MCB31. Spring 2008

Lecture 5. Feb 6

 

The first in-class quiz will be next Monday, Feb. 11. Takes about 12-15 min during the

latter portion of the lecture period. Use the web-site lecture notes as a study tool.

 

Stem Cells

    A. During development most cells specialize, becoming muscle, nerve, blood, etc. When they specialize, or differentiate, they tend to cease cell division.

    B. But some cells remain mitotically active, continuing to form daughter cells that differentiate, and some daughter cells that do not differentiate but remain

mitotically active. Such cells are called "stem cells". The growth of hair, and the formation of blood cells , both of which occur continuously throughout life, are examples of the activity of stem cells.

    C. What are important differences between embryonic and adult stem cells?

 

 

Meiosis

     A. Sexual reproduction involves the union of sex cells ( sperm and egg) from the male and the female. Both parents contribute chromosomes ( i.e., DNA). But it is impossible for the sperm and eggs each to have 46 chromosomes. That would lead to a doubling of chromosome number each generation.

    B. Meiosis is a special kind of cell  division, found only in formation of sperm and eggs It involves a single replication of DNA and the attendant chromosome duplication, followed by 2 divisions. The two divisions are quite orderly, and result in only one of each kind of chromosome type being distributed to each of the four daughter cells. This temporary halving of the chromosome number, followed by regaining the proper number by means of sexual reproduction, is a terrific way to generate genetic  novelty.

    C. There is another way novelty can be generated. When the chromosomes are duplicated during meiosis, the two representatives of each kind line up closely with each other, and when DNA replication occurs, there is occasionally a swapping of DNA between one strand of DNA and another. This is called "crossing over" and is another way to generate novelty.

 

 

 

 Laws of Inheritance

 

I. Some background

   A. Some qualitative appreciation of the fact that traits are passed from parents to offspring has been appreciated for centuries.

   B . Farmers and those involved in animal breeding, especially of horses and dogs, were well aware that by carrying out appropriate matings that stable new phenotypes could be maintained.

   C. Even in stable populations, occasional odd-balls would turn up. This phenomenon was noted formally by Correns around 1900 when he observed that in a field of thousands of flowers there would occasionally be one with a very different petal color. these were called “sports”. It helped Correns re-discover the work of Mendel.

 

II. One of the difficulties in learning about how heredity works was the popularity of  the hypothesis of blending.

   A. For instance, if you cross a red snapdragon with a white one (this is called the parental or P generation), the offspring (first generation or, F-1) are all pink. 
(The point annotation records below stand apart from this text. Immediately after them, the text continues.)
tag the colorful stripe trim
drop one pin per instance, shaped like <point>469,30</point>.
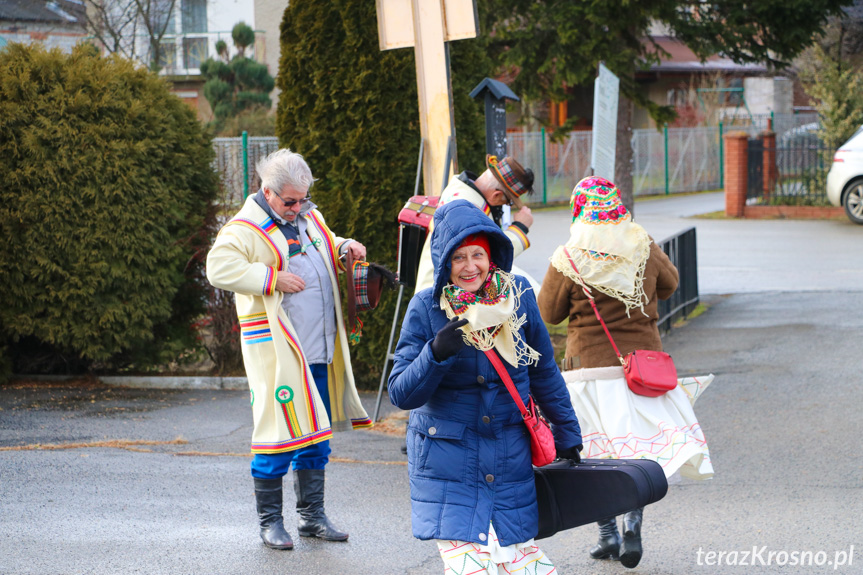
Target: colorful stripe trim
<point>293,444</point>
<point>269,226</point>
<point>280,259</point>
<point>270,281</point>
<point>291,418</point>
<point>520,235</point>
<point>307,391</point>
   B. But if you interbreed the pink F-1s with one another to produce a second (F-2) generation, you find red, pink and white snaps! There is a reappearance of parental characteristics. This kind of finding was crucial in Mendel’s formulation of  the idea that heredity is accomplished by particulate, non-divisible, unit. We now  know that the unit of heredity  is the  gene, a double helix of DNA.

 

III. Mendel observed the same phenomenon of reappearance of parental characteristics, and furthermore he carefully quantified the results of his experiments using pea plants.

In the characters Mendel studied ( e.g., tall vs. short plants) there was no evidence of blending, even  in the F-1. One character ( e.g. tall) always dominated the F-1 totally.
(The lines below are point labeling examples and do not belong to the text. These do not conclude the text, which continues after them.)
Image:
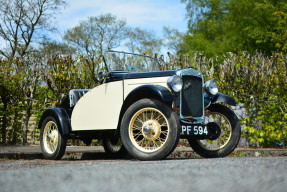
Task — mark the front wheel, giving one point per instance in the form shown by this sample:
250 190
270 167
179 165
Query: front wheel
149 130
53 144
229 136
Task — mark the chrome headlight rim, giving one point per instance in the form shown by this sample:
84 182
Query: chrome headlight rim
175 83
211 87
If you cross tall and short peas all the F-1 are tall. But when he carried out an F-2, short plants re-appeared, and always in approximately 1/4 of the cases. Mendel proposed a model to explain how this could work. He postulated that there are two functional units of heredity ( i.e. genes) in each individual, and that the sex cells carry only one of each. So when fertilization occurs and the new plant arises, it receives one gene from each parent. Which of the two genes the F-1 receives from each parent is completely by chance.

     Furthermore, some genes are more “powerful” than others, ie., they are dominant over the recessive form.

     A. We now know Mendel’s  model is correct. There are two genes ( or more properly, two versions of the same gene, technically called alleles) for each trait studied (one ‘version” on each of the two chromosomes) . The genetic constitution determining a character is called the genotype. The actual trait which is observed is called the phenotype. There are at least two gene versions  for each trait, and the sex cells only receive, by chance, one of them. Meiosis is the process that deals out the genes to the sex cells.

    B. If you study more than one trait at a time, as Mendel did, you  may observe, as he did, that the distribution ( sometimes called segregation) of genes for the different characters is completely independent, one from the other. In other cases, however, the genes for different characters behave as if they are “linked”.  We now know that linked genes are on the same chromosome, while genes that segregate independently are on different chromosomes. We shall come back to this phenomenon later.